Engine 10-Ladder 10, located at 124 Liberty St., across the street from the trade center site, reopened after a $3.5 million renovation that put better air conditioning, better plumbing and a bigger kitchen in the 136-year-old fire station.

But more than half the 40 firefighters at the station, known as "Ten House," are no longer assigned there. Many transferred or were promoted, said firefighter John Morabito. Five were killed at the trade center.

Morabito said he's glad to return.

"I think it's important for people to see what happened over here," he said. "This is my home. No terrorist is going to chase me away from where I live."
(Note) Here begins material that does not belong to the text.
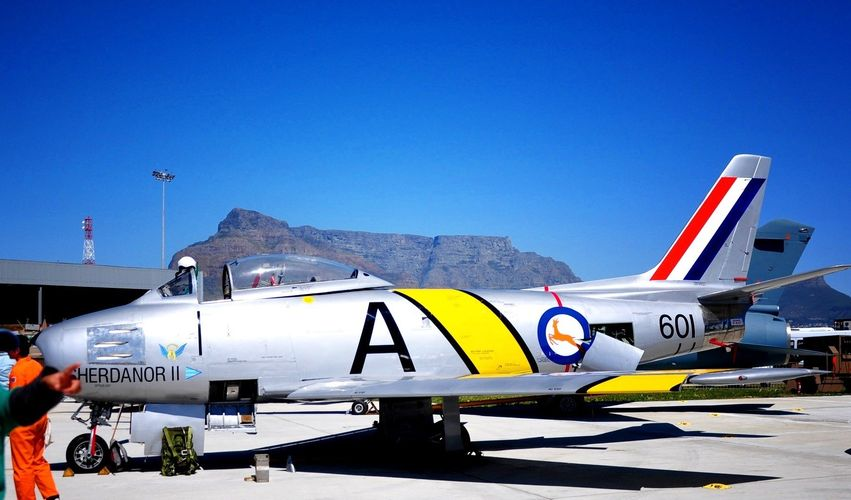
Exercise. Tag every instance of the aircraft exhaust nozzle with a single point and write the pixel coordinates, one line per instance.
(608, 354)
The names of the five company firefighters killed at the site -- Lt. Gregg Atlas, Lt. Stephen Harrell, Firefighter Jeffrey Olsen, Firefighter Paul Parsini and Firefighter Sean Tallon -- were painted on a fire engine. And a sixth was added, for James Corrigan, a retired Engine 10 captain who was working as a fire safety director in the trade center on Sept. 11, 2001, and was killed.
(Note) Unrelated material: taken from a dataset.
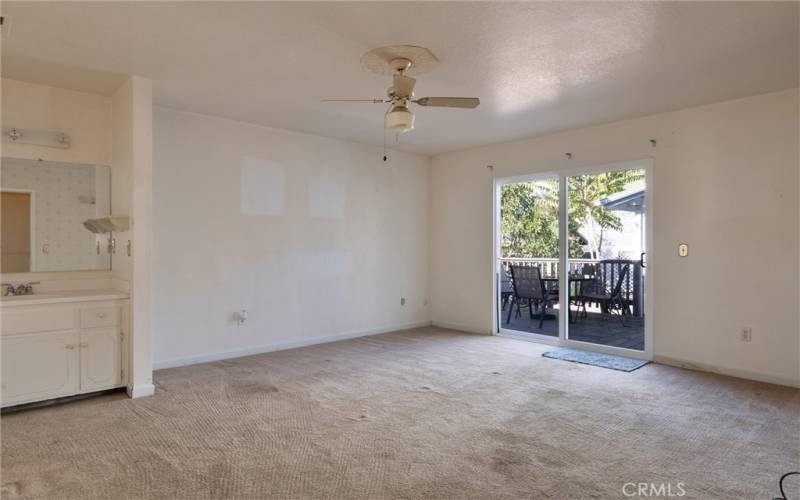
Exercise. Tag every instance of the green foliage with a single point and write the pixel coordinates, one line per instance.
(529, 214)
The station still retains a logo from 1984, when the two companies began sharing space at Liberty Street; a firefighter stands with a foot on top of each tower, above the slogan, "First Due at the Big One."

Fire Commissioner Nicholas Scoppetta said the decision to keep the logo is "a sign of defiance."

"You don't give in to terrorist activity," he said.

Following the collapse of the twin towers, tons of debris fell on Ten House, blowing out windows and doors, flooding the building with 3 feet of debris and destroying the ventilation system.

The two lower Manhattan fire companies were sharing space with other firehouses on Duane Street and on South Street while their firehouse was being renovated. The companies are responsible for the trade center, City Hall, the Statue of Liberty and Wall Street firms.

"We've been here since every one of these skyscrapers came up," said Engine 10 Capt. Thomas Meara. "We're glad to once again be protecting life on Liberty Street."

Konczynski, a 23-year member of the fire company, said he remembers when the twin towers were built and said he's not looking forward to being reminded daily of the terrorist attack.

"I seen 'em go up. I seen 'em go down," he said of the towers.

The reopening also was difficult for Rosaleen Tallon, whose 27-year-old brother was among the five firefighters killed.

"It's so hard because our guy isn't coming back to us. To see it opening and not have him here," said Tallon, 32, of Yonkers, "that's why it's really hard."